The later scenes show him deflated and ennobled. His bank has sent him to Chicago to dispose of a batch of securities. There, taken in by the misleading lady (Phillis Haver), he has lost successively his whiskers, sobriety, chastity, bonds, nerve and identity. The world believes him the victim of bandits. Repentant, he obscures himself to preserve that illusion for the good name of his beloved children. Years later, the bedraggled old Zeus is pictured peeping through frost-dimmed windows to behold from his own shadowed squalor the riches and happiness of his grown-up family. While Mr. Jannings is on the screen, as he is most of the time, even the bleary portions of the film are compelling.
Moon of Israel. Again the Red Sea makes way for the Israelites.! This time the miracle is incidental to a story based on Sir Rider Haggard's novel. This German film includes an episode in which the son of Pharaoh seeks out a slave girl as bride. It manages to be rather dull.
Wedding Bills (Raymond Griffith). "He is the worst best man I ever had," says the groom of Mr. Van Twidder. The trouble is that Mr. Van Twidder has been pressed into too many wedding ceremonies, is bored with everything. No former wedding was like this one, however, where he is obliged to recover letters from a blackmailing woman and to chase a pigeon up the flagpole of a skyscraper in what proved, figuratively and literally, to be the high point of a funny film.

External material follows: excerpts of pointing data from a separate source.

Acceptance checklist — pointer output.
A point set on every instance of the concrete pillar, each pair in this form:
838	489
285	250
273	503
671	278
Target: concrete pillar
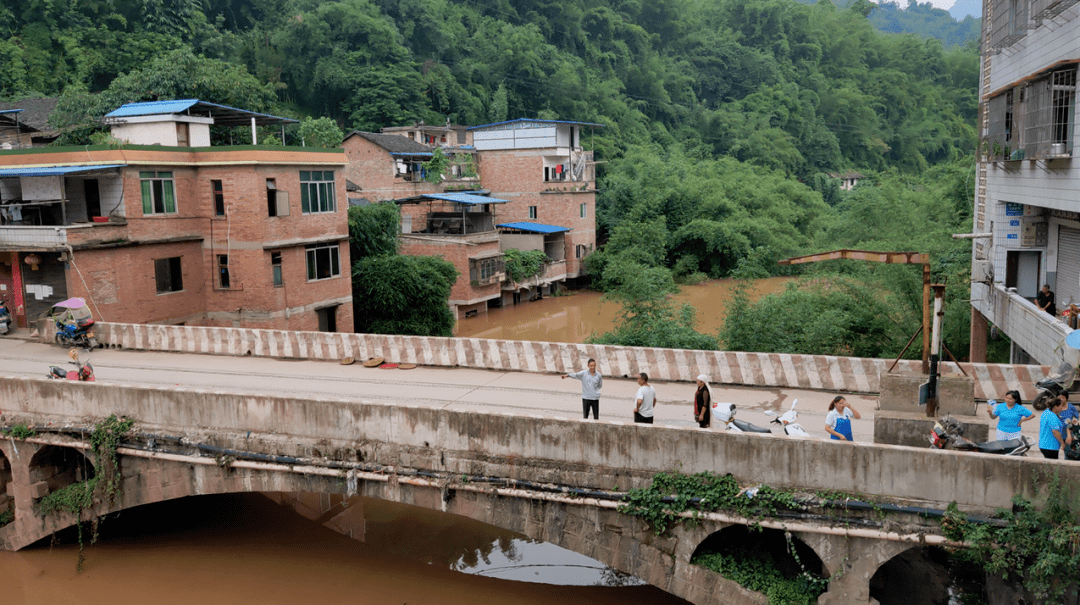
976	351
851	563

The First Auto. When, in 1895, the automobile started to run the horse out, Hank Armstrong (Russell Simpson) found himself hitched to the stable cause, while his son, Bob (Charles E. Mack*), trailed the new-fangled enemy. Only after Barney Oldfield (who appears in the film) has roared over a race track at the unprecedented speed of 60 miles per hour, and Sloe Eyes, his last mare, has taken her final earthly hurdle, does the old horse-lover give in to the conquering gas-buggy. By that time his son has grown romantic under the influence of the heroine (Patsy Ruth Miller) and returned to the horse tradition, leaving the house as hopelessly divided against itself as before.